Thurman left the Messenger in October 1926 to become the editor of a white-owned     
magazine called World Tomorrow. The following month, he collaborated in             
publishing the literary magazine Fire!! Devoted to the Younger Negro Artists         
whose contibutors were Hughes, Zora Neale Hurston, Richard Bruce Nugent, Aaron       
Douglas, Gwendolyn B. Bennett and others. Only one issue of Fire!! was ever         
published. Fire!! challenged the ideas of W.E.B. Du Bois who believed that black     
art should serve as propaganda, and many within the African American bourgeoisie     
who sought social equality and racial integration.

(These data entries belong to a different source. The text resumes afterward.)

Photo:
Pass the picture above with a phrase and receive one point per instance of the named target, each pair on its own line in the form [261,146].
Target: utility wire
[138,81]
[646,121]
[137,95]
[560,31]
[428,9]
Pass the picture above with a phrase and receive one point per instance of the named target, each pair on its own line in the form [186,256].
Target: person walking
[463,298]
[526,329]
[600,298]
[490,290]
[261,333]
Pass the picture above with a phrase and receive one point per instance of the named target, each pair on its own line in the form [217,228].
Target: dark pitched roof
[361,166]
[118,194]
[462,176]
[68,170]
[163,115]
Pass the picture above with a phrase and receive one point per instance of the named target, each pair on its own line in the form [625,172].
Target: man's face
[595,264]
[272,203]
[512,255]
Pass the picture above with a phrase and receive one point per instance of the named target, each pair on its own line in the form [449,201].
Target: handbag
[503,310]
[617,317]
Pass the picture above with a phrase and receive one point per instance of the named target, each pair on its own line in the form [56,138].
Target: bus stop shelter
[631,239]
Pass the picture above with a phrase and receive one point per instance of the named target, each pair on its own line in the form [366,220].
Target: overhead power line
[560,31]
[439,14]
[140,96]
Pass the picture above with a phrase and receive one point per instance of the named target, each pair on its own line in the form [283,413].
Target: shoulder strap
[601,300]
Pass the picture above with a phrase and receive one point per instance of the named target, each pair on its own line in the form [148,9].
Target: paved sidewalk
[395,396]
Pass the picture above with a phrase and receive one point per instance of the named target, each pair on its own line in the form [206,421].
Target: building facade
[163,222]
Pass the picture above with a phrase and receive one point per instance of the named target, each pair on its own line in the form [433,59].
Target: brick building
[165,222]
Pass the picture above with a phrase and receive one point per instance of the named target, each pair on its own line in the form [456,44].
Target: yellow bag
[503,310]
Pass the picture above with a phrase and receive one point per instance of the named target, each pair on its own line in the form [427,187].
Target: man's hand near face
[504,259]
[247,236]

Thurman attempted to show the     
real lives of African Americans, both the good and the bad. He stated that black     
artists should be more objective in their writings and not so self-conscious         
that they did not acknowledge and celebrate the arduous conditions of African       
American lives. This was in contrast to African American leaders and middles         
class who saw the goal of the New Negro movement as showing white Americans that     
blacks were not inferior.                                                           
                                                                                     
During this time, Thurman's rooming house apartment at 267 West 136th Street in     
Harlem became the main place where the African American literary avant-garde and     
visual artists of the Harlem Renaissance met and socialized. Thurman and             
Hurston mockingly called the room Niggerati Manor, in reference to all of the       
black literati who showed up there. The walls of "Niggerati Manor" were painted     
red and black, colors to be emulated on the cover of Fire!! Thurman, Hughes,         
Nugent and others were described as unconventional by Jessie Redmon Fauset.         
Nugent painted murals on the walls, some of which contained homoerotic content.     
                                                                                     
In 1928, Thurman published another magazine called Harlem: a Forum of Negro Life     
whose contibutors included Alain Locke, George Schuyler, and Alice Dunbar-Nelson.   
The publication lasted for only two issues. Afterwards, Thurman became a reader     
for a major publishing company. He was the first African American in such a         
position in a New York publishing house.